Halo Reach Beta Impressions

With Halo Reach, Bungie has created the perfect Halo… and this is only a beta.

Some will criticize, rightly so, that Halo Reach contains few new ideas. What is new to the Halo universe is certainly not new to the shooter genre. Leveling up, earning new armor, selecting classes… does this all sound familiar yet?

Undoubtedly, Bungie saw their lead on home consoles slipping, replaced by a franchise with such a hold on people they suddenly believed $15 was a fair price for a map pack. When falling into second place, you push and fight your way back to the top. That is what Bungie seems to have done here.

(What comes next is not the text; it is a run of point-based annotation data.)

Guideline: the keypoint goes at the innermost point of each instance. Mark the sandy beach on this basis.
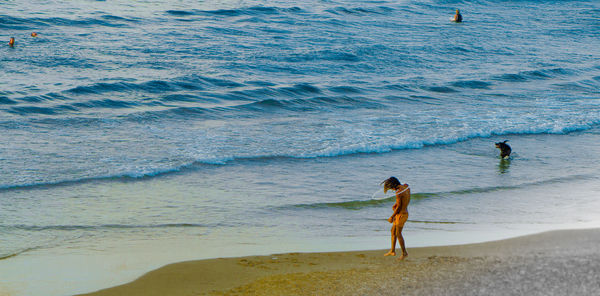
(565, 262)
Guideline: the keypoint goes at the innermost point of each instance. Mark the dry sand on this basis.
(565, 262)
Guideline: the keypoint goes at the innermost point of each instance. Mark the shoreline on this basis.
(554, 262)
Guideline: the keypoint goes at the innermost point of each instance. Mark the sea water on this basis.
(136, 134)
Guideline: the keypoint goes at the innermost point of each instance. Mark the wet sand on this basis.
(565, 262)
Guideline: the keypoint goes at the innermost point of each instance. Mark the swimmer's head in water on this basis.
(390, 183)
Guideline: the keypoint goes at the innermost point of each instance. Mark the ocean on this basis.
(135, 134)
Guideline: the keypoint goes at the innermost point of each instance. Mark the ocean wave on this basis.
(365, 203)
(360, 204)
(17, 23)
(338, 152)
(340, 10)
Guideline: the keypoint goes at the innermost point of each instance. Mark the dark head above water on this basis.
(504, 149)
(390, 183)
(457, 17)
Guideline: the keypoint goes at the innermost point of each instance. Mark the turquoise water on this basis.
(134, 135)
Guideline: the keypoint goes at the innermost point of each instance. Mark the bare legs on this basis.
(401, 241)
(392, 251)
(397, 235)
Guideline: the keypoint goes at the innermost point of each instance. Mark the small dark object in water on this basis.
(504, 149)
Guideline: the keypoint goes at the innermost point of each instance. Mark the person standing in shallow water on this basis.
(400, 214)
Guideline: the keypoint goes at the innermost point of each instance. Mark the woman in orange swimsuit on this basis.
(400, 214)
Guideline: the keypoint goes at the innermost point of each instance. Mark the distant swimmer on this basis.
(504, 149)
(400, 214)
(457, 17)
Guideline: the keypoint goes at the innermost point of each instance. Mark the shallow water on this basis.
(177, 130)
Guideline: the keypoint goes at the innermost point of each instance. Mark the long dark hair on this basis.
(390, 183)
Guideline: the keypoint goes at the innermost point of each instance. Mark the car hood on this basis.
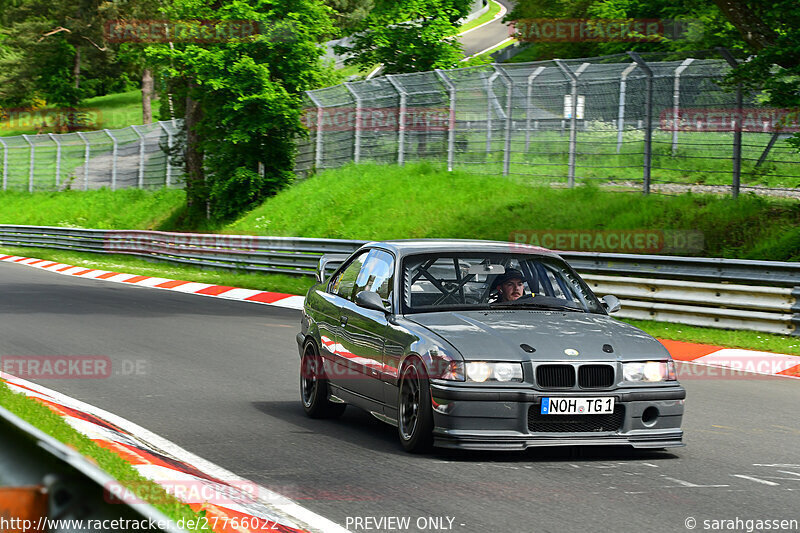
(497, 335)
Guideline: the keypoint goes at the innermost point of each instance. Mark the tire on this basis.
(314, 387)
(414, 413)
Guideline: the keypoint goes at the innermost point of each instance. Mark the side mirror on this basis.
(611, 303)
(370, 300)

Core gameplay, Halo’s somewhat choppier feel and wilder, floatier jumping than the competition, remain. Enhancements and changes come int the form of classes, including the long-awaited jetpacks. Implementation is natural, logical, and game changing. A simple jump, something sniping masters had honed into, are now turned into level-high leaps. Everything becomes inbounds.

If you have trouble adjusting, now Halo (finally) gives players the ability to run, assuming they choose a class that allows it. You could always go into stealth or use an amped up shield when in a jam. Reach makes itself accesible, making class swapping tempting between each kill.

One of Reach’s easily passed over features is the location information. What might have been a “blue room” before becomes “the water room,” because as you scurry around the map, the name of your location is fully revealed. This puts everyone on the same page, weird nicknames for certain rooms no longer needed.

A subtle change occurs in how grenades are thrown. Once a standard frag is tossed, they wobble out of control, giving an additional sense of controlled chaos, something Halo has always excelled at. Reach feels, what’s the word? “Right.” Hopefully the beta clears up whatever exploits cheaters find, and the balance can be finely tuned for the full release.